Craig Silverthorne, an employee of ap-pellee, R. Q. Silverthorne, testified that in May, 1971, appellant Jenkins instructed him to insure property that Jenkins had just acquired. Silverthorne testified that they orally agreed that he was to send a statement for the premium and orally agreed that the account was to be paid at Silverthorne’s office in Plainview, Hale County, Texas. The rates for the coverage were set by the State of Texas. He determined that the rates had not yet been published and so informed Jenkins. He issued six successive 30-day binders covering the property until December 11, 1971, when he was notified what the binder charge would be and at that time he issued a permanent policy. He then, for the first time, sent a bill for the insurance premiums. This bill was prepared on a printed form, which contained the words “All accounts are payable in Plainview, Hale County, Texas,” and mailed in the normal course of his business operations the first of the following month.

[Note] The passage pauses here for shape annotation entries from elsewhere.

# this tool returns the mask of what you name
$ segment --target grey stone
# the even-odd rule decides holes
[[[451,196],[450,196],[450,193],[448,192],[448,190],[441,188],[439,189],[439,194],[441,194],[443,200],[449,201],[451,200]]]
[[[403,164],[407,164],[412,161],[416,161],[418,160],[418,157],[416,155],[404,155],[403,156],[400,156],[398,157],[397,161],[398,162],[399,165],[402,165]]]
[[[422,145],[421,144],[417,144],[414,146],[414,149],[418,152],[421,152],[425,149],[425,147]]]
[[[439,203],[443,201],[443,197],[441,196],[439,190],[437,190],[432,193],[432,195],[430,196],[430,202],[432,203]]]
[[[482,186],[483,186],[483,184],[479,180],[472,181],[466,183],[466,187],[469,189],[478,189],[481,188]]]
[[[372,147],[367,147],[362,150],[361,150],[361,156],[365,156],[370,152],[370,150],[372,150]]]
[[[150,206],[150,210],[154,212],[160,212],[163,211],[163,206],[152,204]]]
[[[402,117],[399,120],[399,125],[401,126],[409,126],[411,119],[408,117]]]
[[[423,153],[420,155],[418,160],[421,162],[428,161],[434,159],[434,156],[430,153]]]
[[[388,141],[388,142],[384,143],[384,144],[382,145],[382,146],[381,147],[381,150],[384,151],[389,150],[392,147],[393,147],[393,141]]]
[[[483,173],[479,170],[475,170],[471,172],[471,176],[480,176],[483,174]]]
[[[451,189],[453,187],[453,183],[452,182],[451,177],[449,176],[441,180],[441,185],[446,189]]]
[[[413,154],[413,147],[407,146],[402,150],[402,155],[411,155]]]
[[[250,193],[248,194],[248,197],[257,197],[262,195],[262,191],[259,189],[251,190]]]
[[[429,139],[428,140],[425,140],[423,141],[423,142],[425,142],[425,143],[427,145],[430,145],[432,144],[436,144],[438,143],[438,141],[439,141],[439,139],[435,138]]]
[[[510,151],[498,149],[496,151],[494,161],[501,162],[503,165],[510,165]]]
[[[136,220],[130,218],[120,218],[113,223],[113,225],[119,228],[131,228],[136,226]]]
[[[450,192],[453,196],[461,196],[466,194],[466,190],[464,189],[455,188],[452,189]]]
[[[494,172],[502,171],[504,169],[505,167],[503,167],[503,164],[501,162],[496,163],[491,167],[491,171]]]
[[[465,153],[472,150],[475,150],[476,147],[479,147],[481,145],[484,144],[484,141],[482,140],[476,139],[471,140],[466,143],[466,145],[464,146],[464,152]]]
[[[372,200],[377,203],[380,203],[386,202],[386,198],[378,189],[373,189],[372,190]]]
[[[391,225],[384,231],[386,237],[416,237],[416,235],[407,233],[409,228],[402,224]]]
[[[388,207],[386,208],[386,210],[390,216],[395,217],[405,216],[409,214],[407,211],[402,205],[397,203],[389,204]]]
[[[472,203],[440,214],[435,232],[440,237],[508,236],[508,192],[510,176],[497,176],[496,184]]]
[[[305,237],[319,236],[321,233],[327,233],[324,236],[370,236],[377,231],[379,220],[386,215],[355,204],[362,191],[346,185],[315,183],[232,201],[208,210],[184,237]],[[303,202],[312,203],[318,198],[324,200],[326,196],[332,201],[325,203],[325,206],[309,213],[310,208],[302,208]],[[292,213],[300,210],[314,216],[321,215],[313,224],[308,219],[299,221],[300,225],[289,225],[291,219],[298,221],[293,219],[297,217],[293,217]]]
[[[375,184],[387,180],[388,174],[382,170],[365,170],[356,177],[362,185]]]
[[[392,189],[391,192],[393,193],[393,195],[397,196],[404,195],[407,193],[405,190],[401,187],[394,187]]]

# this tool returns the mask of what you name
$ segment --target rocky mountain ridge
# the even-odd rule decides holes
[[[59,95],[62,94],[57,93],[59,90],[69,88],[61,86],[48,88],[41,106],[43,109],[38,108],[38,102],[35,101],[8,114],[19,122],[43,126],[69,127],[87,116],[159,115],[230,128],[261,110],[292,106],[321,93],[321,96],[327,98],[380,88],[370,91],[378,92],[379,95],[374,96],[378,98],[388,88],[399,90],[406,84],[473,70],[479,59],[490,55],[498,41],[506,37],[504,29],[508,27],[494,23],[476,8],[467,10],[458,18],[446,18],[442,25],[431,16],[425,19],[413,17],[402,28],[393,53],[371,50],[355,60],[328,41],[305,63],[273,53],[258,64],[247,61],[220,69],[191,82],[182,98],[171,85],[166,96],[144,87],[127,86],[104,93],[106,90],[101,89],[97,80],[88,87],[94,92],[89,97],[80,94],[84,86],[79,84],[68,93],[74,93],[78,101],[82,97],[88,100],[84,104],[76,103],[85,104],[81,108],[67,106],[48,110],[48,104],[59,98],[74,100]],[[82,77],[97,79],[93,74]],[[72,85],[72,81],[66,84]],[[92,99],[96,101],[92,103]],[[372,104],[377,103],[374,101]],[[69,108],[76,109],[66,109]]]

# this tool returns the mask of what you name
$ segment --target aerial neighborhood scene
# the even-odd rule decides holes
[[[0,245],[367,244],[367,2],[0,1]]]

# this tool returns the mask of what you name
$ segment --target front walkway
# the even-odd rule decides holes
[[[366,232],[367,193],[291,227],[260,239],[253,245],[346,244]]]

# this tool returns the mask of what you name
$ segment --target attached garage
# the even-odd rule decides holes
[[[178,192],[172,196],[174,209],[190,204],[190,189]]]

Thereafter, Silverthorne sent statements for the insurance monthly.

Appellant denies the receipt of any binder or insurance policy after the initial 30-day binder, denies receipt of the monthly statements, and denies any oral agreement to pay for the insurance in' Hale County, Texas.

Since no findings of fact were filed by the trial court, the assumption will be made that the trial court found every disputed fact in such a way as to support the judgment rendered. Construction and General Labor Union, Local No. 688 v. Stephenson, 148 Tex. 434, 225 S.W.2d 958 (1950).

Subdivision 5 of the venue statute provides that, “If a person has contracted in writing to perform an obligation in a particular county, expressly naming such county, or a definite place therein, by such writing, suit upon or by reason of such obligation may be brought against him, either in such county or where the defendant has his domicile.” Even when the contract is otherwise oral, if a seller of goods furnishes the buyer with a written invoice stipulating the place of payment, which invoice is actually a part of the agreement between the parties, there is a contract in writing by which the buyer *173agrees to pay for the goods at the place stipulated therein. Nelson v. Retco Manufacturing, Inc., 491 S.W.2d 492 (Tex. Civ. App.—Amarillo 1973, no writ). However, where all the terms of the contract have been agreed upon and the contract is complete, the seller cannot unilaterally fix the place of payment by subsequently sending the buyer an invoice providing for the payment in a specified county. Barnwell v. Fox & Jacobs Construction Company, 469 S.W.2d 199 (Tex.Civ.App.—Dallas 1971, no writ); Knapp Corporation v. Lofland Company, 466 S.W.2d 847 (Tex.Civ.App.—Dallas 1971, no writ).

We have examined the record in the case before us in the light most favorable to the order of the trial court and conclude that the oral agreement to sell and buy insurance was complete before the statement was sent. The price to be paid for the coverage was not subject to further negotiations between the parties, but was fixed by the rate published by a State regulatory agency. Further, appellee Silver-thorne furnished appellant insurance under the oral agreement for six months before billing appellant. The oral contract being complete, the subsequent written statement could not be a part of the contract so as to constitute a contract in writing performable in Hale County, Texas. We conclude that appellee has failed to sustain his burden of proving the necessary venue facts under subdivision 5.

Appellee does not contend, and we do not find, that venue can be maintained in Hale County under any other exception to the venue statute. Since our holding on the foregoing point requires a reversal of the cause, we do not reach appellant’s other points of error. At the venue hearing, the evidence on the point in question was fully developed; therefore, the judgment of the trial court is reversed and judgment is rendered sustaining defendant’s plea of privilege and ordering the cause transferred to a district court in Henderson County. Rule 89, Texas Rules of Civil Procedure.